Les critiques d’albums sont assez rares sur ce blog, ce qui
peut sembler paradoxal, pour ceux qui connaissent ma passion pour la musique et
mon besoin d’écouter et d’émettre un avis sur tout type de galette qui me passe
entre les mains. Cet article n’est pas une critique à proprement parler, il s’agit
plutôt d’un hommage. En ce mois d’octobre, le disque Erotica, de Madonna,
soufflait ses 21 bougies, pratiquement mon âge. C’est une des raisons de mon
obsession pour cet album : il est un indicateur de l’ambiance de l’époque
de ma naissance, de ses tabous, de ses sonorités, de ses thèmes récurrents et
de l’avant-gardisme qui le caractérisait.
Véritable hymne de la femme trentenaire libérée et urbaine,
les chansons vacillent subtilement entre la frénésie de ces années folles et l’isolement
d’une newyorkaise esseulée et ne parvenant plus à suivre son train de vie haletant.
Le grésillement offrant au disque son commencement plonge directement dans l’atmosphère
sombre des désirs inavoués (et probablement inavouables). « Mon nom est
Dita, je serai ta maitresse ce soir ». Dita, l’alias pervertie et fantasmagorique
de l’artiste nous parle sadomasochisme, en décrivant ses délires les plus
intimes et indécents, avant de nous parler de l’amour et de la fièvre qu’il
engendre. Et quel amour ardent ! Sauf qu’on ne joue pas avec une Dita, et
dans des titres tels que « Bye Bye Baby » ou « Thief of Hearts »,
on comprend qu’on a affaire à une femme nue mais aux gants de latex, qui, si
elle le désire peut s’offrir, mais n’hésite toutefois pas à donner la fessée,
voire un coup de canon pour régler ses comptes.

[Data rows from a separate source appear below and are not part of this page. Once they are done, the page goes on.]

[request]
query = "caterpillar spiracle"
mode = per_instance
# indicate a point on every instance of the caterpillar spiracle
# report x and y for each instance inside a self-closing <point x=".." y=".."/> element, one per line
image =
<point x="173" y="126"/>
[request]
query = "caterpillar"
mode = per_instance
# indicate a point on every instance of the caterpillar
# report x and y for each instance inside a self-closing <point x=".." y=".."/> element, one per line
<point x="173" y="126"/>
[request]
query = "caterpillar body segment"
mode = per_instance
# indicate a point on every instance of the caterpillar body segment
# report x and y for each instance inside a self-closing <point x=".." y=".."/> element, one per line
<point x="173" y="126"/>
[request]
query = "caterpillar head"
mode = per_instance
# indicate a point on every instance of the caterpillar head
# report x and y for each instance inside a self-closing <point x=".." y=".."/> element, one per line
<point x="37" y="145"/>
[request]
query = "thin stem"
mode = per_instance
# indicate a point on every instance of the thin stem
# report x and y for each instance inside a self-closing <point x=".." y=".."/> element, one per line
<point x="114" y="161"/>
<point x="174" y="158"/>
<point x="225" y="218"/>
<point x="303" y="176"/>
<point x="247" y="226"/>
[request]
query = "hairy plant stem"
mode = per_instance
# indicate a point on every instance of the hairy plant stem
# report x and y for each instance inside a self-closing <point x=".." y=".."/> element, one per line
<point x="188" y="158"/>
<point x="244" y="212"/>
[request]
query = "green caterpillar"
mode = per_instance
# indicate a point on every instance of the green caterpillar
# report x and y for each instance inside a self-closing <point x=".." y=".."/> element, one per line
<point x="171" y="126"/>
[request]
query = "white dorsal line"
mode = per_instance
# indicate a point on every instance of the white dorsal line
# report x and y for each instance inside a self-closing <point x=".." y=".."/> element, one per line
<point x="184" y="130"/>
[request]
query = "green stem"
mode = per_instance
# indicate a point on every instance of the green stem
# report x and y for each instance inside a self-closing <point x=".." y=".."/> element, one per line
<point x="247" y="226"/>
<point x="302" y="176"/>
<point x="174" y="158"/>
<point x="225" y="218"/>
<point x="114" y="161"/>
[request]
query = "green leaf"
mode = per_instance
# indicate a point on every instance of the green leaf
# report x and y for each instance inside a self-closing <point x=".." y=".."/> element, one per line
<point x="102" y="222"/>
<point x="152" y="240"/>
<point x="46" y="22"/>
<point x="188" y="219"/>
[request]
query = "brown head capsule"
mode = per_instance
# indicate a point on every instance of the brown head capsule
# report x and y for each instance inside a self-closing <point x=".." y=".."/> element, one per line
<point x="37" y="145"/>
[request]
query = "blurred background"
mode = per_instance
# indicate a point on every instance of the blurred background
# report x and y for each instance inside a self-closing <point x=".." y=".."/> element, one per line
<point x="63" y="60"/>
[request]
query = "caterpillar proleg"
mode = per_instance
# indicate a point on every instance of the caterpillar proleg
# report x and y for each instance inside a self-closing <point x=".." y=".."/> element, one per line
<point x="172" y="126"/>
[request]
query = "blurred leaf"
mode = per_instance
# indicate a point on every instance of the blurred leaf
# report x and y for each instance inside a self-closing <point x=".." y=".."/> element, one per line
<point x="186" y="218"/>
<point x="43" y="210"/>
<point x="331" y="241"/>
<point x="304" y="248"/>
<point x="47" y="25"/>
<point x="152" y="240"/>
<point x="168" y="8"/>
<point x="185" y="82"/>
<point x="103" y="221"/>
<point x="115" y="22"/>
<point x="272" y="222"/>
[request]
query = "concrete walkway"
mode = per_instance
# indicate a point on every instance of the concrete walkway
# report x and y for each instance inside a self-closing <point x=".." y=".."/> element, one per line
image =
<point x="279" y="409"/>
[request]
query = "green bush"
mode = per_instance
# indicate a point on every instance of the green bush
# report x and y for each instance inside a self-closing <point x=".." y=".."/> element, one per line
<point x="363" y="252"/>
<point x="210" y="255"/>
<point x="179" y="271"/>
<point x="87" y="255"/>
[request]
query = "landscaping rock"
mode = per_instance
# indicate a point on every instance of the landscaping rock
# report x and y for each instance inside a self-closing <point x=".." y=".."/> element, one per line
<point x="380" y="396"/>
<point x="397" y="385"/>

Mais sous ce masque de cuir aux allures perverses, se cache
par moments un brin de femme fragile, à la déroute. Dans « Bad Girl »,
Dita décrit le chemin du deuil d’une relation terminée. Et le réalisme qui
découle des paroles n’est que plus flagrant lorsque l’on se retrouve plongé
dans une situation semblable. Alors on danse pour oublier, pour s’oublier, pour
rencontrer. Et c’est précisément à ce moment que l’on en vient à regretter le
vent de folie et l’esprit de communion de cette époque. Les sonorités
fédératrices de « Deeper and Deeper » ne me lasseront probablement
jamais. Mais boire, fêter, se défoncer, lassent au final assez vite. Et lorsque
les confettis sont dans le sac de l’aspirateur, les projecteurs démontés, et
les vêtements rincés de cette odeur de cigare, que reste-t-il ? On se
retrouve chez soi, à attendre. Attendre d’oublier l’ex, de rencontrer le futur,
d’être satisfait de sa vie. Attendre que son quotidien se secoue afin de
miraculeusement nous apporter l’accomplissement de soi. Quelques chansons font
état de ce sentiment rongeant.
Les messages contenus dans cet album ne sont pas uniquement
les complaintes d’une popstar ennuyée de son train de vie délirant. Ils parlent
énormément à tout le monde. Cet opus vous propose de vous assumer, vous et vos
fantasmes, de vous protéger face aux agressions qui vous entourent, du sida aux
beaux parleurs dont la langue peut certes vous faire rugir de plaisir, mais
aussi vous transpercer et vous immobiliser au sol. Il vous prouve que les
apparences sont trompeuses, et que l’effervescence apparente que vous pouvez simuler
ne comblera pas un vide qui vous ronge de l’intérieur. L’album se clôt avec « Secret
Garden » et la mystérieuse ligne « Somewhere in Fontainebleau lies
my secret garden ». Madonna n’a jamais expliqué cette phrase, et il serait
au final déconcertant qu’elle le fasse. Cultivez votre jardin secret, une
grande part de votre bonheur en dépend.